The health benefits of exercise have been noted since Biblical times. Modern science has confirmed ancient wisdom: physical activity can greatly reduce your risk of heart disease, stroke, type 2 diabetes, breast and colon cancer, depression, and falls. Physical activity improves sleep, endurance, and even sex. And scientists continue to learn more about physical activity’s medicinal qualities every day.

For example, an October 2013 BMJ study found that exercise is often as effective as drugs at preventing death from the most common killer diseases, such as cardiovascular disease and diabetes. An April 2014 study in the British Journal of Sports Medicine found that regular aerobic exercise appears to boost the size of the hippocampus, the brain area involved in verbal memory and learning. A May 2014 study in Circulation showed that even small increases in activity, such as a faster walking pace or more time spent gardening or doing other leisure activities, can improve heart function. The list from the past year alone goes on: post-meal walking helps regulate blood sugar levels; strengthening and flexibility exercises reduce pain from hip and knee arthritis; exercise programs can improve the cognitive functioning of people with dementia.

Is physical activity an effective treatment on its own? In some cases, yes. It can be all that’s necessary to reduce the symptoms of depression and anxiety. When combined with weight loss, it can help keep someone in the early stages of diabetes from needing medication.

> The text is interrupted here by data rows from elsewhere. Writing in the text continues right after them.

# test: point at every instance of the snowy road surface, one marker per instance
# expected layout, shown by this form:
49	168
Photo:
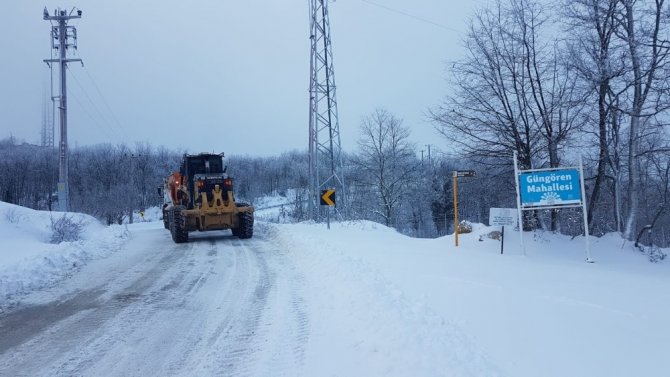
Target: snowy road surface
273	305
214	306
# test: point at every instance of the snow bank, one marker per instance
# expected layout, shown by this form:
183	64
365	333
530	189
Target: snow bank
546	313
362	323
28	261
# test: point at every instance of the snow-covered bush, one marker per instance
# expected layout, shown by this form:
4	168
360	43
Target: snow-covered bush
66	229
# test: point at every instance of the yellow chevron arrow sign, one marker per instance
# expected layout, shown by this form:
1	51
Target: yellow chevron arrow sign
328	197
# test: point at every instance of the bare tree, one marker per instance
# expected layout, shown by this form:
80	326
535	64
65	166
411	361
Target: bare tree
644	28
595	58
385	164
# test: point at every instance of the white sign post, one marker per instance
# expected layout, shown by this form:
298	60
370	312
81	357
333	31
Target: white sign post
550	189
502	217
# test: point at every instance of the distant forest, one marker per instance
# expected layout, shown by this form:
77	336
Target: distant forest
549	81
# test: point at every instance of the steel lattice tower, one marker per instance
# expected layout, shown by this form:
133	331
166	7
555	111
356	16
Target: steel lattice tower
325	152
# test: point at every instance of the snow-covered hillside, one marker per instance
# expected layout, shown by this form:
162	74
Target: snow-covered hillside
28	261
379	303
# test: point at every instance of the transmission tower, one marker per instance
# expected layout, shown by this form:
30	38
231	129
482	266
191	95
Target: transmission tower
63	38
325	151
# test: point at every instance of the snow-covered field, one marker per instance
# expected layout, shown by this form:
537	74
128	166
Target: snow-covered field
379	303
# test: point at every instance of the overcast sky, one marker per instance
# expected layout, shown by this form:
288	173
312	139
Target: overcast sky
231	76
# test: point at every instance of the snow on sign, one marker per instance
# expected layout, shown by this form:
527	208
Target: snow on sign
551	187
503	216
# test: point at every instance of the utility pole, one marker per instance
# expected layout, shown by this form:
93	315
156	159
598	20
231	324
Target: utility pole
61	34
325	151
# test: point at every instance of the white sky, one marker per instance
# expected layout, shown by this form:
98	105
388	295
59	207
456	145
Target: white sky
207	75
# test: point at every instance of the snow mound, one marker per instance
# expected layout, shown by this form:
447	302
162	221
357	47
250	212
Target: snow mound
28	261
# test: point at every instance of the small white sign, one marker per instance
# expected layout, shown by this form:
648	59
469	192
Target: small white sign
503	216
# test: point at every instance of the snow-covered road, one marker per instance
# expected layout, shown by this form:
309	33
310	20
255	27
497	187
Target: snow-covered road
214	306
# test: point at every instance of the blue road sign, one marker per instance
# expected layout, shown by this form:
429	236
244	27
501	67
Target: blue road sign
547	188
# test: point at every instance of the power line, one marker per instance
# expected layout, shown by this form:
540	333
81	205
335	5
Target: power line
105	102
97	110
415	17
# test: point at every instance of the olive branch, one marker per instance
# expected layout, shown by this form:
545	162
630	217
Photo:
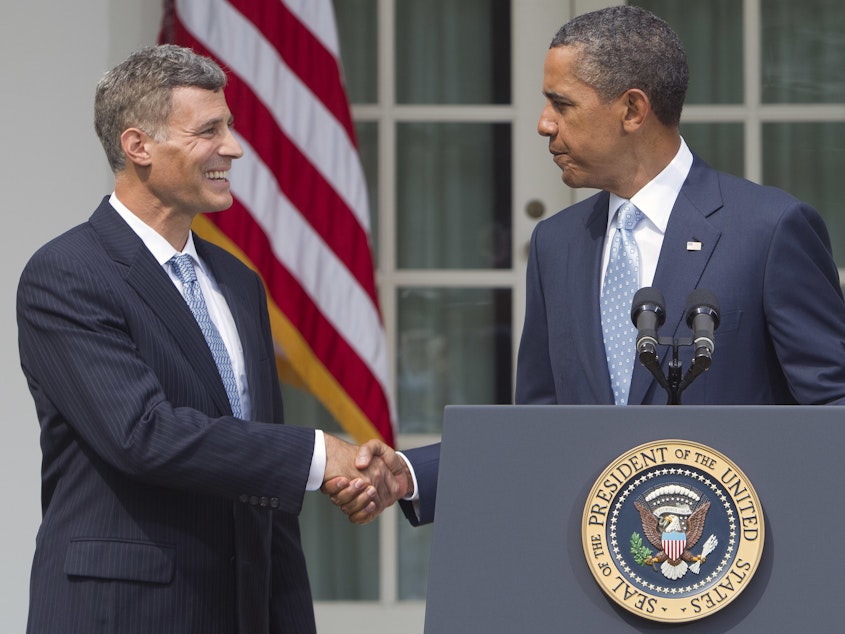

Does physical activity make medications more effective? “We don’t know that yet,” says Dr. Lee. “But physical activity should be regarded as a first-line therapy, together with pharmaceutical treatments.”

How exercise protects health

“The human body was designed so that all physiological functions are optimal when we move,” explains Dr. Lee, “and increasingly we are realizing it doesn’t take much activity.” Harvard scientists have discovered that when you exercise, your muscles release natural substances that help relax blood vessel walls, lower blood pressure, reduce “bad” LDL cholesterol, increase “good” HDL cholesterol, move glucose out of the bloodstream and into the cells where it is needed, lower insulin levels, and reduce inflammation. All of these functions together help protect us against heart disease, stroke, type 2 diabetes, and some cancers.

What you should do

Dr. Lee says it’s time to add physical activity to the list of daily health requirements, such as wearing a seat belt or brushing your teeth. “There really is nothing I can think of where physical activity will not help in terms of disease or function,” she says.

Take this prescription: Aim for half an hour of moderate physical activity most days of the week, or 150 minutes a week. If that seems daunting, start with a few minutes a day, and increase the amount you exercise by five or 10 minutes every week until you reach your goal.

If you don’t want to walk, consider other moderate-intensity exercises, such as swimming, stair climbing, tennis, or dancing. Don’t forget that household activities can count as well, such as floor mopping, yard work, or anything that gets your heart pumping so much that you break out in a light sweat.

Don’t have the discipline to do it on your own? Join a class, or work out with a friend who’ll hold you accountable. Or track your progress, which encourages you to reach a goal. Use a pedometer or a digital fitness monitor to count steps.

And if you aren’t able to perform moderate-intensity exercise, remember: even light activity can make a difference in your health.